The Republican leaders supported Johnson’s vice presidency because he inspired pro-union efforts in the southern states that had split. His political challenges began when he vetoed the Civil Rights and the Freedmen’s Bureau bills in 1866 introduced by the Republicans to protect the black population. Furthermore, he urged the southerners to reject the 14th Amendment that pronounced former slaves as American citizens. Johnson alienated himself from the party that had chosen him as Lincoln’s running mate (Wineapple, 2019). Further, he failed to garner most congressional seats in the 1866 elections where the Republicans won, establishing their reconstruction ideas that rivaled President Johnson’s policies. In 1868, Congress voted to impeach Johnson for violating the Tenure of Office Act among other charges but he was acquitted by one vote (Wineapple, 2019). He became the first president to be impeached and did not seek reelection. In that case, Johnson’s altercation with the Republican Radicals and poor reconstruction policies led to his political downfall.

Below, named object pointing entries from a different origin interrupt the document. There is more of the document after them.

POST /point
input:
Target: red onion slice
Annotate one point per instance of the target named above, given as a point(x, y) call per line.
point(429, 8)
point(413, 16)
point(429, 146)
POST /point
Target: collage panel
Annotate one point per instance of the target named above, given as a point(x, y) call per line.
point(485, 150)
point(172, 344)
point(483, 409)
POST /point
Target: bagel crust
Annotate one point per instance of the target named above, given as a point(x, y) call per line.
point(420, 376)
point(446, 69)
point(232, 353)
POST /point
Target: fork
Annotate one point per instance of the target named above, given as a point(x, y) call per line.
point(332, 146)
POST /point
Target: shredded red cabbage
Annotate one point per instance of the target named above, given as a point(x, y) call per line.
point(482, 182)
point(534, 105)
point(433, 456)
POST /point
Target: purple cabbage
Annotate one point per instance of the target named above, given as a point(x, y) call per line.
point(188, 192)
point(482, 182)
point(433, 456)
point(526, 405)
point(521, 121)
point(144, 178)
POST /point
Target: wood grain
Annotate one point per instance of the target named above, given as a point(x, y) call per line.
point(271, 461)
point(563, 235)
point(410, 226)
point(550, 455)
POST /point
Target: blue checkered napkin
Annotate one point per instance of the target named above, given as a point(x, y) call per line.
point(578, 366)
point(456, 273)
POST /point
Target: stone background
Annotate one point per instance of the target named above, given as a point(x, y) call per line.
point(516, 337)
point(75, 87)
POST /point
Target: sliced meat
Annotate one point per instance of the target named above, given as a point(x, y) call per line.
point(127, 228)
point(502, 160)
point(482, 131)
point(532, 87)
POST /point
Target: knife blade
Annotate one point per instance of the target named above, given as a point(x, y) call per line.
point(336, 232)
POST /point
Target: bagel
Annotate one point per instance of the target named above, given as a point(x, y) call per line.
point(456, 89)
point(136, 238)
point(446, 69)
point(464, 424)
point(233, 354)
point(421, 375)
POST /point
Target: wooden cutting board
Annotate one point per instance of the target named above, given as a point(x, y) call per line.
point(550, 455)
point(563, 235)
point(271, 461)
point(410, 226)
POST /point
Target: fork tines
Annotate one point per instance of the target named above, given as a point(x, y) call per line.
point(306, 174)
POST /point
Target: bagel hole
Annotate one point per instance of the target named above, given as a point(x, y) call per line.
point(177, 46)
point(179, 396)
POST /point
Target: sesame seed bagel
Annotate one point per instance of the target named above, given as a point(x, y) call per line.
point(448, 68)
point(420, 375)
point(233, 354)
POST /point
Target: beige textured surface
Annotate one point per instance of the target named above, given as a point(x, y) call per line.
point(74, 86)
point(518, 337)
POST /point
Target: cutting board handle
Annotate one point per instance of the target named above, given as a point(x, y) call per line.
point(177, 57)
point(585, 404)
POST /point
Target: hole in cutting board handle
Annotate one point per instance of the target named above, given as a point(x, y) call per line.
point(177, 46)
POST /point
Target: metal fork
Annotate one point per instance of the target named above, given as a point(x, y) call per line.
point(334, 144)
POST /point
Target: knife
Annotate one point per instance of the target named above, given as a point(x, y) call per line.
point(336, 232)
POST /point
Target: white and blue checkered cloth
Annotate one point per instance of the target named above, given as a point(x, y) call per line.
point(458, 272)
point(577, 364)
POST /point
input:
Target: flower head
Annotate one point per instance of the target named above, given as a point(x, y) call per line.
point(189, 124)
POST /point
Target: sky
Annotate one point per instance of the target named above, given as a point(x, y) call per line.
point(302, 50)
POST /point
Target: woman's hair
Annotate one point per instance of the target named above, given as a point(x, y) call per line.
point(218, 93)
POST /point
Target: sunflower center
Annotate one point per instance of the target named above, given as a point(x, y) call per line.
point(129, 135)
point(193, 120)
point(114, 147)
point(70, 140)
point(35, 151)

In summary, Johnson’s failed reconstruction policies as well as the hostilities between him and the Republicans made his presidency complicated. Although Johnson continued to implement Lincoln’s reconstruction policies, he failed to gain the support of Congress. Consequently, the Radical Republicans surmounted significant power against Johnson, which resulted in the first impeachment of a President of the United States.
McGerr, M., Lewis, J.E., Oakes, J., Cullather, N., Summers, M., Townsend, C., Dunark, K.M., & Boydston, J. (2018). Of the people: A history of the United States, Volume II: Since 1865. Oxford University Press.
Wineapple, B. (2019). The impeachers: The trial of Andrew Johnson and the dream of a just nation. Random House.